LONDON (Reuters) - The British government will set out next week the work it has done so far on preparing to leave the European Union, Prime Minister Theresa May said in an interview broadcast on Sunday (Sept 4).
Since taking office in July, Mrs May and her Brexit minister David Davis have given little detail about what Britain's future relationship with the EU will look like, saying only they want it to involve curbs on immigration and a good deal on trade.
"He (Davis) will be making a statement to Parliament this week about the work that the government has been doing over the summer and obviously how we are going to take that forward in shaping the sort of relationship we want with the EU," Mrs May told the BBC's Andrew Marr show ahead of the Group of 20 summit in China.
Mrs May has been clear she will not trigger Article 50, the formal process of leaving the bloc, this year but said the government would not delay getting on with Brexit.
"I am very clear also that the British people also don't want the issue of Article 50 just being kicked into the long grass," she said.
On her way to the summit, Mrs May told reporters Britain's economy will suffer as a result of the decision to leave the EU despite signs in recent economic data that the impact has not been as severe as some predicted.
Mrs May told the BBC she would use the summit to begin talks with world leaders including US President Barack Obama, Indian Prime Minister Narendra Modi and Australian Prime Minister Malcolm Turnbull over future trade deals.
"I want to talk about how we can scope out what a trade deal and the negotiations on a trade deal would be like so that when the time comes, when we are able to sign those deals, we are able to do so," she said.
Mrs May, who upset Chinese officials by delaying a US$24 billion project to build a partly Chinese-funded nuclear power plant, is also due to hold a one-to-one with Chinese President Xi Jinping at the summit. She told the BBC she would be making a decision on the deal later this month.

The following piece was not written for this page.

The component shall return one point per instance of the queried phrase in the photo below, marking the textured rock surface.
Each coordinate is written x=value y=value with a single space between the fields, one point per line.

Mrs May said there would be no early national election, despite some in her ruling Conservatives believing turmoil in the opposition Labour Party gives them an opportunity to increase their small parliamentary majority.
"We need that period of time, that stability to be able to deal with the issues that the country is facing and have that election in 2020," she said.
She also dismissed comments by Scottish First Minister Nicola Sturgeon that the Brexit vote had shifted the debate on Scottish independence just two years after Scots voted by 10 percentage points to reject it.
Opinion polls did not suggest the Scottish people want another vote, Mrs May said.